あぶない男と、あやうい女2017年02月10日

◆曇ったり晴れたり。穏やかな天候。
◆高校生の頃からいわゆる〈水商売〉の世界に親しんできた。ここでも何度も書いているけれど、飲み屋街でおつまみの配達のバイトを始めたのがきっかけだ。それ以前に喫茶店の常連だったし、音楽をやっていたのでライブハウスにも出入りしていた。コンサートの打ち上げで飲んで朝帰りなんてのも普通だった。まぁなんというかそんな時代だったんだよ。もちろん普通の真面目な高校生はそんなことしていなかったんだろうけど、少なくとも僕の周りは(音楽をやっている連中は)それが普通だった。

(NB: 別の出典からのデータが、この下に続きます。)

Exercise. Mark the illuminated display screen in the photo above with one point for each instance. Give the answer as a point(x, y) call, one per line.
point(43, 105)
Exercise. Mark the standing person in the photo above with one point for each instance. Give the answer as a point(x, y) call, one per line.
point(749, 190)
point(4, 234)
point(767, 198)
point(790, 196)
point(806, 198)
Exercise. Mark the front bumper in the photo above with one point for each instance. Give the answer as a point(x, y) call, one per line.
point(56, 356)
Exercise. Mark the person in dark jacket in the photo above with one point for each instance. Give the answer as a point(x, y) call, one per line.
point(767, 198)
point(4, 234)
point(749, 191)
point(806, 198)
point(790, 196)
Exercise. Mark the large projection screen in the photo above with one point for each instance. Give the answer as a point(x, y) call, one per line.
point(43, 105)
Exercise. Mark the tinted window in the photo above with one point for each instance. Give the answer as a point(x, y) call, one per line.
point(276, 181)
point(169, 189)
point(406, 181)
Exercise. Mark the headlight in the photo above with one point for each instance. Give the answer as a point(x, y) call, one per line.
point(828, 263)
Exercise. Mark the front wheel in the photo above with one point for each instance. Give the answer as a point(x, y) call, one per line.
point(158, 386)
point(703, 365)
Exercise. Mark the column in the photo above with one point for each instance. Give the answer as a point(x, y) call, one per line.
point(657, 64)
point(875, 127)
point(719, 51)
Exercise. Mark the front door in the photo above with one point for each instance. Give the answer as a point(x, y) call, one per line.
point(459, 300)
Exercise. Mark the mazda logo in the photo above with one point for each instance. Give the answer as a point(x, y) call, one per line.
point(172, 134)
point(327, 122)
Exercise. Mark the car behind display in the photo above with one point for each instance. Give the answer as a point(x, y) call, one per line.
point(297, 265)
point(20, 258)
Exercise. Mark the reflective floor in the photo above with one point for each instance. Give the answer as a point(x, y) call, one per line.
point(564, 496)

◆二十歳を過ぎてからはススキノ近くの喫茶店や飲み屋でバイトもしたので、自然とススキノに知り合いも増えていった。バイトが終わってから皆でその店に飲みに行くのも普通だった。当然のようにススキノには〈あぶない人〉もたくさんいた。人間ってのはすごいもので、そういう環境に置かれるとどんどん〈その人がどういう人か〉っていうのが肌でわかるようになっていく。それに対しての回避能力も養われていく。それは、男性に対してもそうだけど、女性に対してもだ(〈あやうい女の子〉と〈あぶない女の子〉はもちろん違うんだけど、その辺の話をしているとめっちゃ長くなるので割愛)。

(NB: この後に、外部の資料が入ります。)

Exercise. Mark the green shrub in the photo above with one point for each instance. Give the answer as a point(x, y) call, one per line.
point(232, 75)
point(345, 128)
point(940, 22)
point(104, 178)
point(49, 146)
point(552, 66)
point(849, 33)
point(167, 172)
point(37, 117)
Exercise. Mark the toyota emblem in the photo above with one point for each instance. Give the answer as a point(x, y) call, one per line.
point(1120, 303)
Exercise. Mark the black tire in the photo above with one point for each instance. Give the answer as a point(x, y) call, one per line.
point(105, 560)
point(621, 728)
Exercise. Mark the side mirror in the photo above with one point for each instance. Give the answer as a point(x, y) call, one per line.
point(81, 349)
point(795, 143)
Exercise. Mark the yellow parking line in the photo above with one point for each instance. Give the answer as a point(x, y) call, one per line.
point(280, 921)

◆若い女の子をカウンターの向こうにしてお喋りしていると「あぁこの子は〈あやうい〉な」とわかる。そういう子に限って、やっぱり〈あぶない男〉に近づいてしまう。そして〈あぶない男〉は元々そういう匂いを嗅ぎ分ける能力に長けている(だからあぶない男になるんだけどね)。夜のバイトをしていて、何人もの若い女の子(つまり自分と同年代の女の子)が、あぶない男につかまってどんどん堕ちていってしまうのを見てきた。
◆あれは、止められないんだ。本当に。親しい常連の女の子にはそれとなく注意したり、本気でアドバイスしたりするんだけど、人が心に思うことなんか止められない。心に灯った灯を消すことなんかできない。そうやっていつの間にか来なくなったり、気づけば夜の世界に入っていった女の子はたくさんいた(まぁ僕自身もある種のあぶない男の一人だったので偉そうなことも言えなかったんだけど)。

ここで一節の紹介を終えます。